There’s a little voice in his head, quiet and calculating, that accompanies this line of thought and whispers, ‘A brother for a brother. That’s what the Gate will demand.’ Which… makes sense. A woman desperate to save her baby is rendered incapable of ever being pregnant again. A little boy who desperately wants nothing more than to be held by his mother is left without a body. An idiot who should know better than to mess with something this dangerous tries to save one brother, to bring him back to life, and the Gate will… in return for trading in the older brother. Jason and Dick aren’t related by blood but they are family. Taking Dick as payment for bringing Jason back is exactly the kind of ironic bullshit that Truth would absolutely go in for. And, what’s worse, if Ed ever said any of this out loud to Dick, he isn’t sure that Dick wouldn’t go along with it, that he wouldn’t give up everything and abandon Ed to switch places with Jason.

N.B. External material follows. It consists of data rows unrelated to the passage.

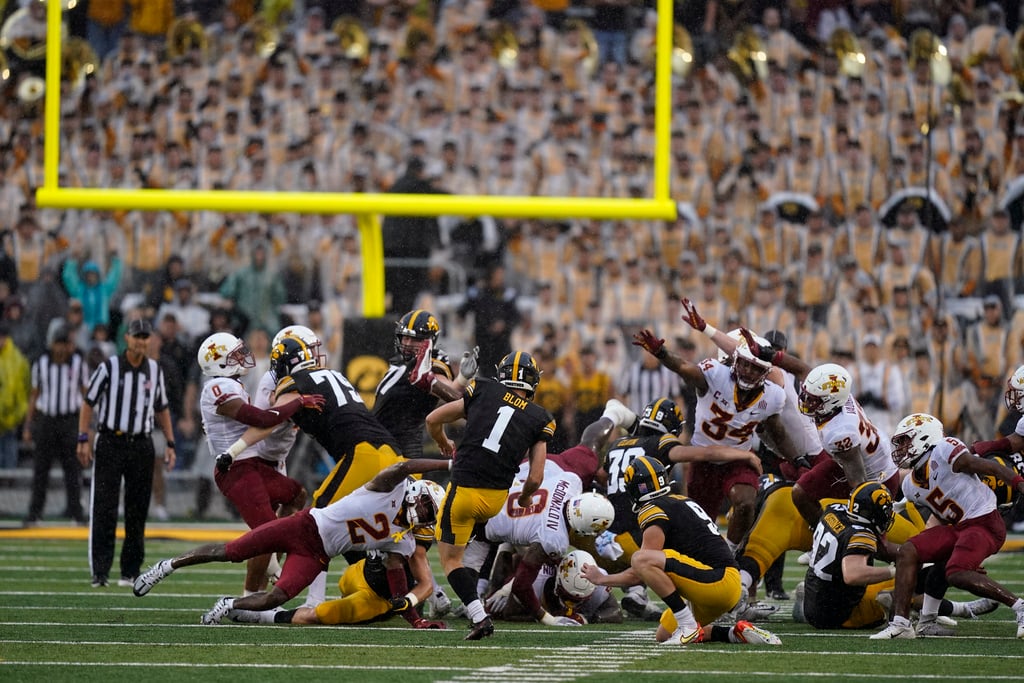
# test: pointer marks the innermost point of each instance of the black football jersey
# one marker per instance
(501, 428)
(622, 453)
(828, 601)
(401, 408)
(344, 422)
(687, 529)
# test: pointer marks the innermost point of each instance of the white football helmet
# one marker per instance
(570, 579)
(590, 513)
(423, 501)
(1014, 397)
(824, 390)
(750, 371)
(307, 336)
(914, 436)
(223, 354)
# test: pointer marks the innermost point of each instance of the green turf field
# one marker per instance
(54, 627)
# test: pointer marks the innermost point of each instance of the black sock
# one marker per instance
(285, 616)
(463, 582)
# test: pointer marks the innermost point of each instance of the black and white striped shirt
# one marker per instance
(126, 398)
(59, 385)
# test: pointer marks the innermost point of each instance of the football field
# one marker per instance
(54, 627)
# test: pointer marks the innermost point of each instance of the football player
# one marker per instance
(944, 475)
(256, 487)
(503, 425)
(367, 519)
(682, 558)
(655, 435)
(364, 586)
(732, 400)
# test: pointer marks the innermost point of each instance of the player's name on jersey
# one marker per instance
(515, 400)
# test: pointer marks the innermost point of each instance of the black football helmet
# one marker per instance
(662, 416)
(415, 327)
(645, 479)
(518, 370)
(871, 504)
(291, 354)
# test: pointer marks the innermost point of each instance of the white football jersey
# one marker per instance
(849, 428)
(222, 431)
(365, 520)
(543, 521)
(719, 421)
(954, 497)
(278, 443)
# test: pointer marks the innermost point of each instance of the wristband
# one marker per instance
(236, 449)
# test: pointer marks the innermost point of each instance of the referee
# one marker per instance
(58, 378)
(127, 392)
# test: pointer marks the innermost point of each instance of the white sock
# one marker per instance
(930, 607)
(317, 591)
(476, 611)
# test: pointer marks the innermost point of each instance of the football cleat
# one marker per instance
(748, 633)
(152, 577)
(798, 604)
(685, 635)
(895, 632)
(928, 626)
(481, 630)
(217, 613)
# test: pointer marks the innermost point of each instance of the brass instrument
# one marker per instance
(591, 51)
(505, 45)
(852, 61)
(682, 51)
(926, 45)
(749, 57)
(351, 37)
(184, 36)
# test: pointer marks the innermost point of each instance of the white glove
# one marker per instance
(607, 547)
(499, 600)
(548, 620)
(468, 366)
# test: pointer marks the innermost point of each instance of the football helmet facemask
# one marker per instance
(871, 504)
(414, 328)
(571, 583)
(518, 370)
(824, 390)
(590, 513)
(1014, 397)
(645, 479)
(423, 501)
(223, 354)
(663, 417)
(308, 338)
(290, 355)
(913, 437)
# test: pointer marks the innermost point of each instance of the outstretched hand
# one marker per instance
(646, 340)
(691, 316)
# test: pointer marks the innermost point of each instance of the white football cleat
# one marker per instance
(748, 633)
(895, 632)
(217, 613)
(145, 581)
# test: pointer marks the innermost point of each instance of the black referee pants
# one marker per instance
(120, 458)
(55, 438)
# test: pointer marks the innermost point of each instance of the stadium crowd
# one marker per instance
(784, 170)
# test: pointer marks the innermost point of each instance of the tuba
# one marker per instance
(352, 38)
(184, 36)
(926, 45)
(843, 43)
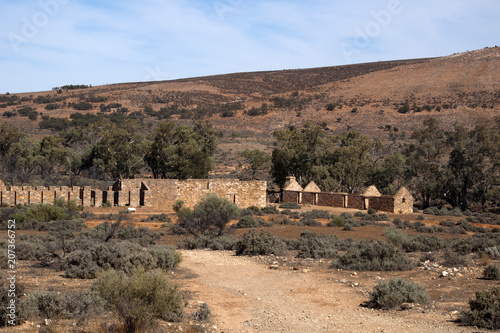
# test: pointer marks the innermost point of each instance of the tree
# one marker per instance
(50, 154)
(17, 160)
(473, 169)
(297, 152)
(212, 213)
(182, 151)
(141, 298)
(257, 160)
(120, 150)
(426, 161)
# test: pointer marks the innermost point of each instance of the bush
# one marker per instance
(157, 218)
(394, 235)
(368, 255)
(484, 310)
(176, 229)
(166, 257)
(290, 205)
(270, 210)
(43, 304)
(388, 295)
(453, 259)
(422, 243)
(346, 215)
(212, 213)
(247, 222)
(317, 214)
(141, 298)
(264, 243)
(492, 272)
(142, 235)
(306, 221)
(337, 221)
(203, 313)
(315, 246)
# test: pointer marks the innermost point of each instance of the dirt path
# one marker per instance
(247, 296)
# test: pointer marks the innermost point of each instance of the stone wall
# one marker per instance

Anger is another emotion, tangling in with the curiosity. Anger at Tim for not accepting Ed’s initial ‘no’ and fury with himself for even considering the logistics of such an attempt. And then more anger again that Tim apparently wants to bring Jason back because Batman needs Robin and not because losing Jason as a person, Jason who was so kind and funny and stubborn, who came to Ed to fix a little stuffed fox, was a tragedy all on its own. There’s fear and nausea and grief. Grief for Jason (again, still) and grief for himself and grief for the two boys who once stood at the edge of an alchemy circle, full of hope, only to be torn apart by the harsh realities of the world instead. He can’t- he won’t- he can’t-
”No,” Ed snaps and Tim flinches back. “No. I already told you no, kid. No matter what tricks you think you have up your sleeve, the cost is always too much. I’m not doing it. I can’t. Don’t ask me again.”
Tim opens his mouth to say something but it’s someone else who speaks. “Ed?” Dick is walking toward them, looking concerned, with water still dripping from his hair. He’s shirtless but at least he’s had the foresight (or luck) to throw on a pair of sweatpants so he isn’t walking out in his underpants or, worse, naked to some random kid hanging out with his boyfriend in the kitchen. Some random kid arguing with his boyfriend in the kitchen. Some random kid who knows, apparently, that Dick Grayson is Nightwing. ...He may needs a heads up on that. “What’s going on? Is everything alright with you, uh, two..?” Dick asks just as Tim turns and, with tact that Edward himself would admittedly be a hypocrite for criticizing, says, “Mr. Grayson! Mr. Ed says he can’t bring Jason back to life so you need to be Robin again.”
The conversation, understandably, goes downhill from there. Well, from Tim’s perspective, it probably goes downhill. From Ed’s point of view, it’s been in the pits since the word ‘go’ and couldn’t have plummeted any lower if it had broken out a shovel and started digging. Not that asking (demanding) that Dick return to running around at Bruce’s beck and call just because the bastard decided to make his guilt everyone else’s problem isn’t a shit move, especially as a back-up plan to reconstructing his brother’s corpse and raising him from the dead, but, well, human alchemy is a sore subject for Ed. Human alchemy with the goal of bringing back a loved one who died way before they ever should have died is only more so. The entire ordeal (and it definitely turns into an ordeal) ends with Tim resentfully accepting a ride back home to Gotham and also tearfully declaring that neither of them is the person he thought they were, they’re both horrible people, Gotham is suffering, Bruce Wayne is suffering (HA!), and he, Timothy Drake, will find a way to solve this on his own. Et cetera. Et cetera.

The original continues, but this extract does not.